Unless you’re one of those rare folks who changed their name to Sunshine, Eternal, or Moon Unit, you organize your entire identity around a name given to you by, presumably, your parents.

And, if you think they weren’t dreaming, where did they get your name? A book on baby names, a relative they honored, or some other culturally-relevant source, of course. In other words, even they relied upon other, already-extant sources (part of the ongoing dream called culture) to find your name. Your friends and relatives were named the same way. Such naming forms but one small part of the mysterious dynamic dream in which we all live.

Once you learn your name, perhaps around age two or so, you build your internal dream around it. Joe is an active, curious child. Joe is good/bad at math, excellent/lousy at socializing, and remarkably adventuresome/conservative.

Can you see the pattern?

First the small group of close relatives, i.e. parents or siblings, begin shaping your self-narrative. Then you enter the social world, in your late toddlerhood, shaping your self-image even more on fictions you never chose.

By your late teenage years, as pursuit of career becomes relevant, further inculcation begins. Have you ever noticed how many young people proclaim, “I want to be a doctor” or “I want to be an aircraft mechanic”?

None of these pursuits is about being.

They are all about doing.

Once you start working these jobs, occupations, or professions, the culture encourages you to over-identify with them. Thereafter, you add them to your self-narrative—in a big way. Joe becomes not only outgoing, social, and adventurous, but good for him (!), he’s a doctor/lawyer/accountant/aircraft mechanic!

Why does work become so important? Because that part of our dream, in the western world anyway, is heavily themed by capitalism. Money, another dream-event representing mostly 0s and 1s now, is required to pay rent, mortgage, utilities, cable, entertainment, food, and so on.

Most of us are obsessed with it, worry about it. We check our bank account balances, and track the progress of IRA’s and 401k’s on our mobile phones. We need to plan for the money for the rent, mortgage, utilities, cable, entertainment, food, and so on, indefinitely into the future.

Yet another part of the game of life, these dream-like worries detract from our sense of being. Ironically, being is mostly about existing, relating, and feeling—all verbs.

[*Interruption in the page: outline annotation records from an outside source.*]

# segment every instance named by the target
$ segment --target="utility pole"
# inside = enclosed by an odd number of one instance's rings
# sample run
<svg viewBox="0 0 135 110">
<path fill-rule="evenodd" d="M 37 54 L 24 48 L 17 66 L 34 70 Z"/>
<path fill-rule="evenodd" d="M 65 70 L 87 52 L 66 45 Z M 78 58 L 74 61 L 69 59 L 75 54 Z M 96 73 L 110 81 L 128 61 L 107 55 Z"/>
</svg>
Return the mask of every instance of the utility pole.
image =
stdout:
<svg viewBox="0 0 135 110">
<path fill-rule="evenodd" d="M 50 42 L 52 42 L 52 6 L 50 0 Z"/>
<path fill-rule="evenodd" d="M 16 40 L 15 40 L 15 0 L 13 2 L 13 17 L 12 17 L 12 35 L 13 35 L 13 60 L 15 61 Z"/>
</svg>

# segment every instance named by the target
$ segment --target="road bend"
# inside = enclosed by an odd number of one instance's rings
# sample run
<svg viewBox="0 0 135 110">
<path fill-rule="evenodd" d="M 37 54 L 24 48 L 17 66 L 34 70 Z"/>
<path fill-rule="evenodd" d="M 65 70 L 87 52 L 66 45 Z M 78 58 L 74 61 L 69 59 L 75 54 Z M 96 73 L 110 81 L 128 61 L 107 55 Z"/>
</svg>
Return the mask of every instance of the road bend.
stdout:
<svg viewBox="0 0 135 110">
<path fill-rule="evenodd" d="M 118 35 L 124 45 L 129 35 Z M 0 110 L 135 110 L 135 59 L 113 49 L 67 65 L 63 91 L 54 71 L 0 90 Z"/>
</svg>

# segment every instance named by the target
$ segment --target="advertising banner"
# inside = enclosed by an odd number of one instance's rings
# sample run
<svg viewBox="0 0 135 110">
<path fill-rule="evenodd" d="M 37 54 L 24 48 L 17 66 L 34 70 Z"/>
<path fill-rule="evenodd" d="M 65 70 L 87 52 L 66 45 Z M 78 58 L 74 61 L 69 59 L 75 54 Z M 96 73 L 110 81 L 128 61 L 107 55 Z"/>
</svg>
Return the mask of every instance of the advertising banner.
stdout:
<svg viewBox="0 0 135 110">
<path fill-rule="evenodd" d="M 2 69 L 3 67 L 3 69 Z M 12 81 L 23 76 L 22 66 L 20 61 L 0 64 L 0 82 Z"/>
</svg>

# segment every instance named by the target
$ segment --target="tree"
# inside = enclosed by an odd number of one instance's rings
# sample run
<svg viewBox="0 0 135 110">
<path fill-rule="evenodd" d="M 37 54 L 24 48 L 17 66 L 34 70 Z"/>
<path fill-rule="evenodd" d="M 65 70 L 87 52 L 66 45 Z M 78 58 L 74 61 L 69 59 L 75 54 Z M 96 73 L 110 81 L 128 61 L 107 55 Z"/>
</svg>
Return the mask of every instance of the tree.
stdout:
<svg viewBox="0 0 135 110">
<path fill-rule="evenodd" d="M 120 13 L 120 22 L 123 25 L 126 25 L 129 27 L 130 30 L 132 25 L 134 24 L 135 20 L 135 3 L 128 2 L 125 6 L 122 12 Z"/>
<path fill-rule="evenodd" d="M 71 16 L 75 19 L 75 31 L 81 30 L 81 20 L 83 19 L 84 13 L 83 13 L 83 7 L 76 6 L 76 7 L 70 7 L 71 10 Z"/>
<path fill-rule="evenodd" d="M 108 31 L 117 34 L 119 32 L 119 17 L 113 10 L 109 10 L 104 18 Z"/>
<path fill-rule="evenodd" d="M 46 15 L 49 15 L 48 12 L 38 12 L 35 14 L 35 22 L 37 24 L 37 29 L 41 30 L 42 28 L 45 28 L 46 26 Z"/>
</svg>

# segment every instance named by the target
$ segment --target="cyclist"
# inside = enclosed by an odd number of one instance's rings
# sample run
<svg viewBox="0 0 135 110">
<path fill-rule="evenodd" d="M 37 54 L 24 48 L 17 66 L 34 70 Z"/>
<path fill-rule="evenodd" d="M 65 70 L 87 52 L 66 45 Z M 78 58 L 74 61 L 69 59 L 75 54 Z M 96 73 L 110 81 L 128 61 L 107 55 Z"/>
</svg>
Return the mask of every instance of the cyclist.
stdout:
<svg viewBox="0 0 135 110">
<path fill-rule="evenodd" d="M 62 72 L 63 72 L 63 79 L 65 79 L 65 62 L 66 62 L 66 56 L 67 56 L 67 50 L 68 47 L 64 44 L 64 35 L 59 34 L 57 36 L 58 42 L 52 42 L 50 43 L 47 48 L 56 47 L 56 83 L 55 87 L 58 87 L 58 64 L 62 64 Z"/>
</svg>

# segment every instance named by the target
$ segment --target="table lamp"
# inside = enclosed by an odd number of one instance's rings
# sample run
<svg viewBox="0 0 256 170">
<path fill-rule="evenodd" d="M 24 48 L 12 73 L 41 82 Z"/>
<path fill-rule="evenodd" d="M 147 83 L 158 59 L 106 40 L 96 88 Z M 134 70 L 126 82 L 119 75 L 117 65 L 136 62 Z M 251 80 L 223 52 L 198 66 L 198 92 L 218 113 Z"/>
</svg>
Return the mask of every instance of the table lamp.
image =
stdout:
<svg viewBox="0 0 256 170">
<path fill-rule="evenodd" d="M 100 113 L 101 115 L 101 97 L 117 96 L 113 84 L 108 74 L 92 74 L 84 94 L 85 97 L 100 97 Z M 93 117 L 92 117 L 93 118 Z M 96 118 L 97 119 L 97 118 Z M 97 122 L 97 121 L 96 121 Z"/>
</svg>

In truth, nouns are lies (or sex or videotapes).

On this Sunday afternoon, or any afternoon for that matter, you’re life is actually completely absurd. You’re spinning around on a large rock which orbits around but one of the billions of stars in the universe. 

And yet you, like me, perhaps worry now about dinner, work tomorrow, the phone call you owe your sister, or what form Trump’s next version of insanity will take.

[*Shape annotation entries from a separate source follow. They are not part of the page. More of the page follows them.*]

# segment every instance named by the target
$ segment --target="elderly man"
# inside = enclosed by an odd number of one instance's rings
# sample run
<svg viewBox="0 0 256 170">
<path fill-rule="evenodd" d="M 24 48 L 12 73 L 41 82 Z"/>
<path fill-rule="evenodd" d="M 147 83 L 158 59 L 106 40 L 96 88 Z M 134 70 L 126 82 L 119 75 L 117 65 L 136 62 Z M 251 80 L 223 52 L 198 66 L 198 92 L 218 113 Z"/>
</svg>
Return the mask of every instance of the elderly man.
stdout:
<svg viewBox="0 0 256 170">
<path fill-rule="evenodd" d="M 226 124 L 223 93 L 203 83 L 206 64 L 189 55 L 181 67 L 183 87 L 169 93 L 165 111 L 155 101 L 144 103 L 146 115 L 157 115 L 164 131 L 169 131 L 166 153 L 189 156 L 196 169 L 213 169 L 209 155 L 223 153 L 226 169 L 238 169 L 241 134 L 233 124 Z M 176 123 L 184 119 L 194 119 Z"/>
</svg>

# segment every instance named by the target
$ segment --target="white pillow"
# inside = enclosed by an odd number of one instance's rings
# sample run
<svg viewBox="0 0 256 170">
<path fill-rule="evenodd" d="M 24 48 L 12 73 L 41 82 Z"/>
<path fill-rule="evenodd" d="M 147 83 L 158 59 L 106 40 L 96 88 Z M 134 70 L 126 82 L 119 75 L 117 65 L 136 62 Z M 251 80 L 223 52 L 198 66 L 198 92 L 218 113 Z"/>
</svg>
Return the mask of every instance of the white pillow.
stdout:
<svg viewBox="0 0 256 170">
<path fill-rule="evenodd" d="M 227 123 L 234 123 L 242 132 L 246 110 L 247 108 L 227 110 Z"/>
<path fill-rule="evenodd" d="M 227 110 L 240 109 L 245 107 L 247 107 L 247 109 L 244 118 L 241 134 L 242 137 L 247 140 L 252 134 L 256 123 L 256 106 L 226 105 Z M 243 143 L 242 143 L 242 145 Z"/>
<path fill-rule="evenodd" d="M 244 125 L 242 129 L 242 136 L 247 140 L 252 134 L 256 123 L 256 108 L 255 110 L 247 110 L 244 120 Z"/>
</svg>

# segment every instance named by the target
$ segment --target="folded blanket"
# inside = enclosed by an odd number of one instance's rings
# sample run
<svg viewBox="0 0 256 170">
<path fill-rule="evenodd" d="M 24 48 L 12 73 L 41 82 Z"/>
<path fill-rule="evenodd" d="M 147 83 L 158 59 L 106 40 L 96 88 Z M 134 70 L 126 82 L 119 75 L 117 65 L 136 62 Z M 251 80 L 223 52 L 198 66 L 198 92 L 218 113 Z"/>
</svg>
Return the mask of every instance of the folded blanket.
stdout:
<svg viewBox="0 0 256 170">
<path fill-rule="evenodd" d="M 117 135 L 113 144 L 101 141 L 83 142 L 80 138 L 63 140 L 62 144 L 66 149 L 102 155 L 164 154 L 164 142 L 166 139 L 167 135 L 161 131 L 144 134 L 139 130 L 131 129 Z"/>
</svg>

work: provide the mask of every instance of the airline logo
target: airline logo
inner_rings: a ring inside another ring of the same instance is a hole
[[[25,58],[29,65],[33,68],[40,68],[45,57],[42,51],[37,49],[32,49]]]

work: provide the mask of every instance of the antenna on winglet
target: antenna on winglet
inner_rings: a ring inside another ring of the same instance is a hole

Better, I suggest, surrender to the dream-like nature of our lives. It may make your suffer less from the usual pain of life; it may help to acknowledge the absurdity of existence, and work on living as verb rather than noun.

Alternatively, as Nick Bostrom convincingly argues (see below), we may be living in a computer simulation created by future humans. They might have simulated our consciousnesses through advanced computer programs. In that case, our entire lives serve as an experiment for an advanced, “post-human” culture.

Or, as the Hindus have it, Vishnu, the All-Pervading One (derived from “Vis’ in Sanskrit which means both ‘to spread’ and ‘to be present everywhere’), manifested from the original vast Nothingness of the universe. From such Nothingness, when the first ripple of awareness stirred, formless energy became Vishnu.

Vishnu, the God serving as an ancient, pre-existing version of a computer simulation, lies in a dream state. He floats for all eternity on the waters of the ocean of Cosmic Consciousness. As if watching his own dream, Vishnu sustains us. Thus Vishnu, dreamer of the Universe, also protects us. Our lives are part of Vishnu’s dream.

Who can possibly know what’s true except for absolute absurdity of existence, and it’s dream-like, game-like, fictional character?

Given the choice this windy Sunday afternoon, I’d choose Vishnu’s dream over a computer simulation.

What would you choose?

References

Bostrom, N. (2003). Are you living in a computer simulation? Philosophical Quarterly, 53(211):243-255.